There is at least one VVR for each VSAM component on the volume, describing its physical extents, key and record sizes, CI/CA sizes, etc. The physical extent information duplicates information in the VTOC, but the VTOC is only used when the component is being defined, deleted, and extended, while normal read/write accesses to the component use the extent information in the VVR.

It should be clear that in this structure, there is a many-to-many relationship between BCS and VVDS datasets. That is, each BCS can own VSAM components on multiple volumes (and therefore uses multiple VVDS's), while each VVDS can contain entries for VSAM components owned by multiple BCS's. Just as the BCS entry for each component contains a pointer to the volume it exists on (and therefore to the VVDS), each VVR contains an indicator which connects it to the back pointer in the VVCR which corresponds to its owning BCS.

To complicate the matter just a little more, the introduction of DFSMS has extended the function of the VVDS. Non- VSAM datasets before the days of DFSMS were only represented in the catalog structure by an entry in a BCS, while all other dataset information was held in the dataset's entry in the VTOC. SMS-controlled non-VSAM datasets, however, do also have an entry (an NVR) in the VVDS of the volume on which they are located.

Before we leave catalog structures, let us briefly mention the differences between ICF catalogs and their predecessors, VSAM catalogs, which you may occasionally come across (if you do, I strongly recommend getting rid of them as quickly as possible!). The main differences were:

* VSAM catalogs did not use VVDS's - all information was held in the main catalog structure, which was simply known as a VSAM catalog

* Because this would have made recovery of volumes with VSAM components belonging to different catalogs extremely difficult, there was a concept of "VSAM volume ownership" - each volume was "owned" by a VSAM catalog, and VSAM datasets could only be allocated on the volume if they were cataloged in the VSAM catalog which owned it

* Under ICF catalogs, every VSAM component corresponds to a dataset which has space allocated to it using normal DADSM (DASD Space Management) routines and which appears in the VTOC with the same name as the VSAM component.
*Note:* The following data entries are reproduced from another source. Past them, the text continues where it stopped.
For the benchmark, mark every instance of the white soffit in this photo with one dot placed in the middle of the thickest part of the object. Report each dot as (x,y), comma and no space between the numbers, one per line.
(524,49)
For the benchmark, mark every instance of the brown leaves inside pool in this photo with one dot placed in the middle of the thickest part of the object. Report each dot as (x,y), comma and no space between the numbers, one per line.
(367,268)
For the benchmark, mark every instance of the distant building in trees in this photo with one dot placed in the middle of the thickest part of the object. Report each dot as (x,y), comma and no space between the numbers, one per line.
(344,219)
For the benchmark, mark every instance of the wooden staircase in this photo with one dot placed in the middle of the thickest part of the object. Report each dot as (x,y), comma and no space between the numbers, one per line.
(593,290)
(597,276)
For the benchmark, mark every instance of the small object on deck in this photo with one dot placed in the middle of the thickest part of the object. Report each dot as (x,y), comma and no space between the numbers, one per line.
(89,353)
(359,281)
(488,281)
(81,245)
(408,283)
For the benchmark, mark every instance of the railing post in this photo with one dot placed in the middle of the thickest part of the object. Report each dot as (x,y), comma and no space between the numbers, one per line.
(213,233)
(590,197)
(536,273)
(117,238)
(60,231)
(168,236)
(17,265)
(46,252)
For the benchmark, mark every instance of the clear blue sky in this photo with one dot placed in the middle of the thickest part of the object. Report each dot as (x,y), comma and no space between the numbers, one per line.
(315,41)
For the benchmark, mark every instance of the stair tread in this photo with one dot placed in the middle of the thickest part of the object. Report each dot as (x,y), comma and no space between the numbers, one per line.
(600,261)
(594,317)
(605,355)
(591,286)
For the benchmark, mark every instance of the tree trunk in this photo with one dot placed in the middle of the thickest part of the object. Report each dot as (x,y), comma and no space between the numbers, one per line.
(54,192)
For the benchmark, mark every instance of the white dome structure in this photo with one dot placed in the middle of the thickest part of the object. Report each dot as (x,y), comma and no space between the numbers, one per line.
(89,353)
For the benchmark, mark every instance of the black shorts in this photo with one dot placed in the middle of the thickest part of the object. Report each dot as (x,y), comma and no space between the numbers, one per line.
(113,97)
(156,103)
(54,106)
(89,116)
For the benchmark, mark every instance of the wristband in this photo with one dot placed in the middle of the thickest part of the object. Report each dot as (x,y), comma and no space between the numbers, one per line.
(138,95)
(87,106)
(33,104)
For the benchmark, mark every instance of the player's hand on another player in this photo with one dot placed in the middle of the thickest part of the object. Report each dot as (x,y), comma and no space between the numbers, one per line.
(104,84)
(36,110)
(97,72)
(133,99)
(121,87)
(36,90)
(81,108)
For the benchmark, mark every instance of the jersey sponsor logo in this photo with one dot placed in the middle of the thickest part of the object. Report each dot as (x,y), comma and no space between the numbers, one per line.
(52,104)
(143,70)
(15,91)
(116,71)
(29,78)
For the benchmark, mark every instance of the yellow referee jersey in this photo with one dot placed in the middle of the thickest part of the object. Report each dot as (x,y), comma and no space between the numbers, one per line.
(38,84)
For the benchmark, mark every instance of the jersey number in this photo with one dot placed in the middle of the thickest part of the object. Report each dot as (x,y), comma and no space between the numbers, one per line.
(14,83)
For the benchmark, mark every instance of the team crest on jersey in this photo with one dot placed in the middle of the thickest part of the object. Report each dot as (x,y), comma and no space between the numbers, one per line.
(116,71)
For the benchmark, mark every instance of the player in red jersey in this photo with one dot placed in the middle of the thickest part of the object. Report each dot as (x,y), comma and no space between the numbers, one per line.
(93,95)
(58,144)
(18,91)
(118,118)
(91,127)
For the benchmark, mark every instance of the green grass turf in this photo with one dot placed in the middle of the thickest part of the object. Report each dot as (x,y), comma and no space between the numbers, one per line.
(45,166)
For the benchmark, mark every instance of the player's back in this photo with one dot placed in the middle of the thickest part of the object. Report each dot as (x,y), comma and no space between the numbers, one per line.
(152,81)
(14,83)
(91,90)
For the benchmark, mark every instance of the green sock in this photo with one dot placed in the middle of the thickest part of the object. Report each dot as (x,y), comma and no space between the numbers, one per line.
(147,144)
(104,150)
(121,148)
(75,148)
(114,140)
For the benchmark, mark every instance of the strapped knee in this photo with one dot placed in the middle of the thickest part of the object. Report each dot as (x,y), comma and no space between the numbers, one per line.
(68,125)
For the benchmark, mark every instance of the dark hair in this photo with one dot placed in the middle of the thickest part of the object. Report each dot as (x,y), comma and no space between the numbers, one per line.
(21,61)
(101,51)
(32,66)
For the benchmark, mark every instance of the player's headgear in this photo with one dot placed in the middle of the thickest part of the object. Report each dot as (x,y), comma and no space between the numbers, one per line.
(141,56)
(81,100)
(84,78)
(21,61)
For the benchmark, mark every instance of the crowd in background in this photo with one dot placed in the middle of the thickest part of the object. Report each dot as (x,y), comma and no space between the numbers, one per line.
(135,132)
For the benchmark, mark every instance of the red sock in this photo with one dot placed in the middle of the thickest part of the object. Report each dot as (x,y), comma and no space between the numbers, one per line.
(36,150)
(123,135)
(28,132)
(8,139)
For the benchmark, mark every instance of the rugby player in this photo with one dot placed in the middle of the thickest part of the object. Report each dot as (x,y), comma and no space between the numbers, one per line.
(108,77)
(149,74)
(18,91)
VSAM catalogs, however, allowed the user to allocate a "dataspace" (no connection to the MVS/ESA dataspace concept discussed below!) which was then available for VSAM to suballocate to VSAM components without telling DADSM or the VTOC.

The Catalog Address Space
With the introduction of MVS/XA, a catalog address space known as CAS was created, which is started up at every IPL. This is used by the DFP catalog management function to hold most of its program modules and control blocks, which were previously held in the PLPA and CSA respectively. (DFP, or Data Facility Product, like JES, is a product which for all intents and purposes is part of MVS, though IBM markets it as a seperate product).

Catalog management routines also use CAS to "cache" records from catalogs - in other words, frequently referenced catalog records, including ALIAS entries from the master catalog, will be held in virtual storage in the CAS address space to avoid the need to repeatedly perform real I/O to disk for them. Unfortunately, in pre-ESA versions of DFP, records from catalogs shared with other MVS systems are flushed out when the system attempts to re-use them.

Each request for a catalog management service is handled by a "CAS task", which is assigned a task ID, and the status of these tasks can be monitored using the MODIFY CATALOG operator command. The LIST subcommand lists out CAS tasks, showing their task ID, the catalog they are trying to access, and the job on whose behalf they are trying to access it. The END or ABEND subcommand can then be used to terminate the CAS task if necessary.

MVS/ESA versions of DFP also provide commands which allow you to allocate and deallocate user catalogs, enabling certain maintenance functions to be performed more easily.